Stories

Journey to a Diagnosis for Kabuki Syndrome

April 18, 2024

Kristin was diagnosed with Kabuki syndrome at age 11, and had her diagnosis confirmed with genetic testing when she was 27. 

I was born medically at risk in Austin, Texas. Although doctors had no clue what condition I had, I had many medical procedures growing up, and genetics was always assumed to be involved.

As an infant, I was pronounced failure to thrive, which is when I started therapy at age 8 months. I was in the hospital a lot due to various infections. I had my eye ‘flipped” until it was corrected and I also had a cleft palate. I also always had loose joints, especially my knee, and was often called “floppy”. I also had a poor suckle, so I could never really use a regular bottle. I was always underweight, but we could never get food into me easily until after I had my second palate surgery, and then it was like night and day. I attended a special needs preschool starting at age 18 months. I was then mainstreamed, or in regular classes from K through 12th grade.

For me, I think what made it more difficult is that we moved twice between when I was born and age 10 due to my dad’s job, which meant always looking for new specialists and doctors. At age 10, we moved from Texas to Maryland.  We followed up at Johns Hopkins pretty much right away because of my cleft palate. Hopkins used to sponsor a camp for kids born with cleft lip/palate, and it was at this camp in 1996 that I first heard the word Kabuki Syndrome mentioned by a doctor there. I was 11 years old when it was diagnosed clinically. Genetics were always assumed to be involved, but we never really knew to what extent.

In 2012, I had genetic testing done to confirm the Kabuki diagnosis (Type 1). My mom, who had been in denial, finally accepted the diagnosis.
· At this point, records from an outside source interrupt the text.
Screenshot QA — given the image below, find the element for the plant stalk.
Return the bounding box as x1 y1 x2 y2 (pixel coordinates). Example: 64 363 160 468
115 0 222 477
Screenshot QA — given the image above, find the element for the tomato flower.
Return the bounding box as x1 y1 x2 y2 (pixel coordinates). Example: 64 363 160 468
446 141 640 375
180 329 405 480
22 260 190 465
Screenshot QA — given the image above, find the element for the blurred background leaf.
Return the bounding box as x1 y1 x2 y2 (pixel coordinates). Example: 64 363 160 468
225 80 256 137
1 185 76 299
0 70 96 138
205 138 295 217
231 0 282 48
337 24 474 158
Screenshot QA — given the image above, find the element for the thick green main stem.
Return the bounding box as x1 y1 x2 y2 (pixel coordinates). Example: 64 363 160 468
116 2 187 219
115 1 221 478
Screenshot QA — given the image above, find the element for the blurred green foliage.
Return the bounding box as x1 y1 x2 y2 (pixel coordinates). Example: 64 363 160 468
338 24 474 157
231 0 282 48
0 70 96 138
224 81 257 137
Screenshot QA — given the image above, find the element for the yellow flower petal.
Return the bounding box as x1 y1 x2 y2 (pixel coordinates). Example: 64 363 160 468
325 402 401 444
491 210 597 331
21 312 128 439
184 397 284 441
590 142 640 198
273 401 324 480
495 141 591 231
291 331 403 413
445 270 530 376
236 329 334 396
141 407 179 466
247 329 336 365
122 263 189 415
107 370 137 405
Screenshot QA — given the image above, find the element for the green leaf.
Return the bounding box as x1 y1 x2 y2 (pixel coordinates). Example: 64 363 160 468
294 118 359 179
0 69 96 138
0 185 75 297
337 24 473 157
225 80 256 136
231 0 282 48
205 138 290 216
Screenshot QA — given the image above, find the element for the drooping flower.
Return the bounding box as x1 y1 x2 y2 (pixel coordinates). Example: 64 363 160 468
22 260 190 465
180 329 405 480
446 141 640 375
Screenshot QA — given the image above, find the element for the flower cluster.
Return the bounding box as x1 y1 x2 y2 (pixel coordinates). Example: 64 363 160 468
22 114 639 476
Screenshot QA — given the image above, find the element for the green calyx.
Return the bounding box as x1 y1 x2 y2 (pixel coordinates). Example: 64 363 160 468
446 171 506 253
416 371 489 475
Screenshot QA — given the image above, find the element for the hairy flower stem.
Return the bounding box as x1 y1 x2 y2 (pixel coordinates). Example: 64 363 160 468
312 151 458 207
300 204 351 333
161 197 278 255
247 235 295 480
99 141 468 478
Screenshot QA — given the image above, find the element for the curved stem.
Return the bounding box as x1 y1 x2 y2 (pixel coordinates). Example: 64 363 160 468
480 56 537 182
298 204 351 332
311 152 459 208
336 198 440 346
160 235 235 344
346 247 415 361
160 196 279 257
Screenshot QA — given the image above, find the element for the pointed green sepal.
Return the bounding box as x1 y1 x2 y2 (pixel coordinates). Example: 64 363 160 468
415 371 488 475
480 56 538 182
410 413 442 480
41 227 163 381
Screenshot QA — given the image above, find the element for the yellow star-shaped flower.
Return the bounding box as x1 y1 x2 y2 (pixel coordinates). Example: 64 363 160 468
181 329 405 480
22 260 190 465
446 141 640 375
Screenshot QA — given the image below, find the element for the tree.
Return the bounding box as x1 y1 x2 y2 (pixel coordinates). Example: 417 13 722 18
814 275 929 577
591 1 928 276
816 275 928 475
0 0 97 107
The genetic testing also introduced us to a new geneticist at Hopkins, as well as two doctors doing a fellowship under him. One of them I’m especially close to and I feel she understands me better then anyone. Eventually, that main geneticist moved to Iceland, so those being seen by him were transferred to one of the other geneticists. I now am seen by the one I met back in 2012, and she is a lifesaver for me. Now whenever I have a clinic visit with her (either for research or else a regular visit) she takes the full hour, and does about half an hour of exam, but she also takes the time to really listen to what I have to say, which I am so grateful for. I also know if I ever need to simply talk through something or am feeling stressed at all, I know I can send her an email, and she will help me by responding and knowing just what to say to calm me down.
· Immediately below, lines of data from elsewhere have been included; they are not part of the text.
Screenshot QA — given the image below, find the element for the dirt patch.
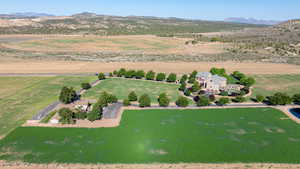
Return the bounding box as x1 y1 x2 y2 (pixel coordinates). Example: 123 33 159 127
149 149 168 155
264 127 286 133
1 61 300 74
227 129 247 135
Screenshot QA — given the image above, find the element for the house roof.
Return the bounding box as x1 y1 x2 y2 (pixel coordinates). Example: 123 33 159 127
196 72 227 83
212 75 227 83
196 72 211 79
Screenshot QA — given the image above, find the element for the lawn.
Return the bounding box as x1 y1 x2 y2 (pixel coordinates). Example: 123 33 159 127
1 108 300 164
252 74 300 97
0 76 97 137
82 78 181 102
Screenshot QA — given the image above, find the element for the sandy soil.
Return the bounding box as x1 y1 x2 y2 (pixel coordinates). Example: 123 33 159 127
1 161 300 169
1 61 300 74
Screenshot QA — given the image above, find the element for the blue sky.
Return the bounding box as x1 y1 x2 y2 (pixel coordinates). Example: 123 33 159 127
1 0 299 21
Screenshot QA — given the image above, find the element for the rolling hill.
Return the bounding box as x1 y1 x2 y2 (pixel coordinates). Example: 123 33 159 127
0 12 262 35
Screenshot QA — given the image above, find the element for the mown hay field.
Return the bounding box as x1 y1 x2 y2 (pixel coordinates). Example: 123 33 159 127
0 76 97 137
1 108 300 163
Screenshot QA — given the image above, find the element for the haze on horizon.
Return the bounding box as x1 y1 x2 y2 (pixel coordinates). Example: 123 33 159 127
0 0 299 21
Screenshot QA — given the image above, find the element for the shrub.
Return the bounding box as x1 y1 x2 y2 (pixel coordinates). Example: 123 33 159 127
184 89 191 96
58 108 75 124
128 91 138 101
210 68 226 77
166 73 177 83
113 70 118 76
232 71 246 81
217 97 230 106
293 94 300 104
88 101 103 122
139 94 151 107
146 71 156 80
188 77 195 84
108 94 118 103
209 95 216 102
191 81 201 92
118 68 126 77
98 73 106 80
135 70 145 79
197 96 211 107
81 83 91 90
156 73 166 81
240 77 256 87
87 110 101 122
59 86 78 104
211 37 221 42
232 96 246 103
99 91 110 105
158 93 170 107
123 99 131 106
176 96 189 107
256 95 265 103
268 93 292 105
124 70 136 78
74 109 87 120
190 70 198 78
179 82 186 91
220 91 229 96
180 74 188 83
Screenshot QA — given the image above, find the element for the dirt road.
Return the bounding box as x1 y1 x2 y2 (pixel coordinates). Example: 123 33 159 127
1 61 300 74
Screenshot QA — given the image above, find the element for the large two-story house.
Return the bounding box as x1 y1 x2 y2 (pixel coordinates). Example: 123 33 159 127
196 72 241 94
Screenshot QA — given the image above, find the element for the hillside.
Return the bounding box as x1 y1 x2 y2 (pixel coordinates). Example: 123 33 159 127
208 19 300 64
0 12 262 35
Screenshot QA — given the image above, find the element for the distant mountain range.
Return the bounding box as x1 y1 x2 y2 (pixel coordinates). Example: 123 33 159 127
0 12 54 19
225 17 281 25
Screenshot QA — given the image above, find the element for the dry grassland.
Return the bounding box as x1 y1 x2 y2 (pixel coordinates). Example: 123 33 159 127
1 35 227 55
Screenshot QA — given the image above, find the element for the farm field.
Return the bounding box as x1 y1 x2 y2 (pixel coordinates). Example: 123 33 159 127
82 78 181 102
1 108 300 164
252 74 300 97
0 76 97 138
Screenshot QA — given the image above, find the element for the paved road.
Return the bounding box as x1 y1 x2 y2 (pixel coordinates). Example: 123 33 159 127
32 101 60 120
129 103 271 109
103 103 123 119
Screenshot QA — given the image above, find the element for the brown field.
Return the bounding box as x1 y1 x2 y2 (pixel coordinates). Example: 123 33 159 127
1 34 227 55
0 60 300 74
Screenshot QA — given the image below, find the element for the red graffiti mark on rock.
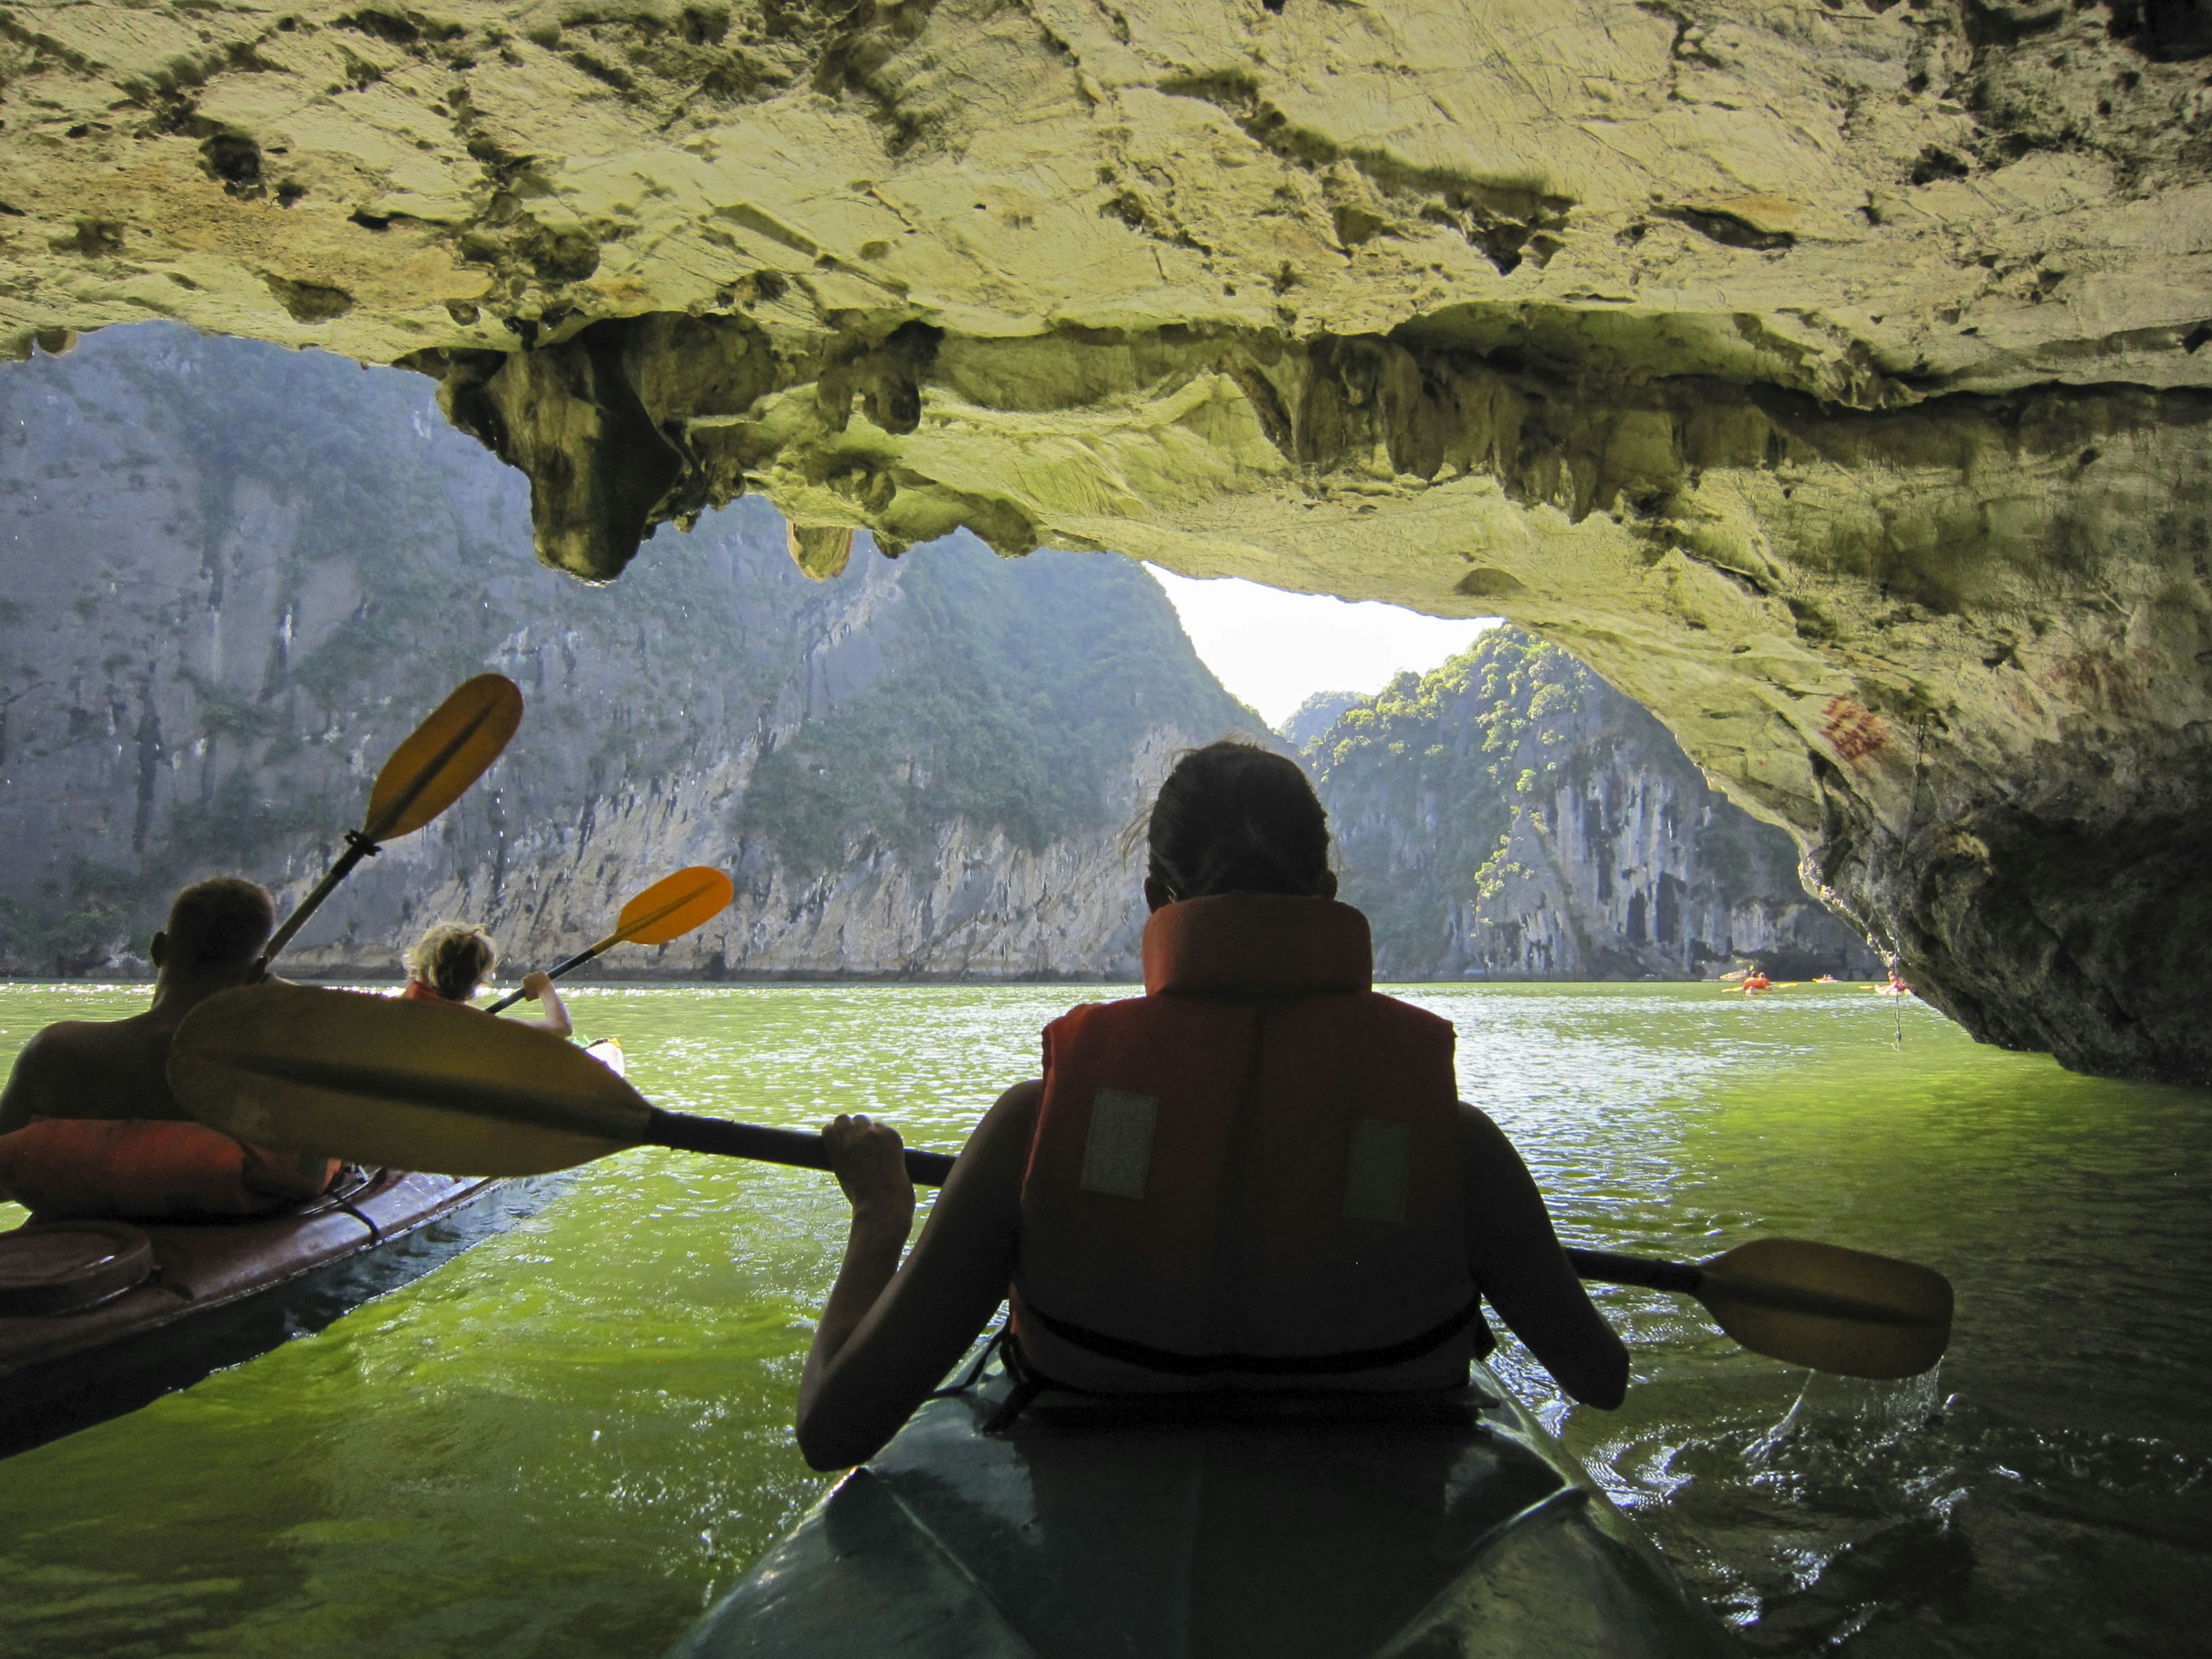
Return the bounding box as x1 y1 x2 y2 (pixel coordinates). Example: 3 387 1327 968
1821 697 1889 762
Before the diagnosis, since we didn’t know what it was, my parents always wanted me to have a “normal” life (no news is good news so to speak).  I did school and participated in activities, like gymnastics, horseback riding, Girl Scouts, swimming, piano lessons, and choir. Even through all of this, I still longed to be normal. Even after the initial clinical diagnosis, it was a challenge, because my mom didn’t want to accept it until the genetic test, because we now know Kabuki can cause intellectual delay, but didn’t know it was on a spectrum, meaning we didn’t know how severe or mild it was. Even to this day, once I allowed her to look at something I was working on for a speaking engagement with my doctor, she still tries to discredit my feelings and emotions with comments like “we were NOT desperate for a diagnosis – in fact if anything we were GLAD there was no diagnosis” (like, no news is good news). However, my mom does NOT live my life, and didn’t really understand how I felt at that time.

It did help me that my parents worked with me every night with my homework. My parents always wanted me to do MY BEST, not compared to others, but MINE. This is why my mom didn’t want to accept the diagnosis, because if she did, then the schools would have a reason NOT to have high standards for me.  Sometimes it was hard for me, because I saw my older sister bringing home A’s every quarter, and I struggled with A’s and B’s, but it took my sister telling me “the world already has a me…it needs you being the best YOU that you can” and that quote from her really helped me a lot growing up.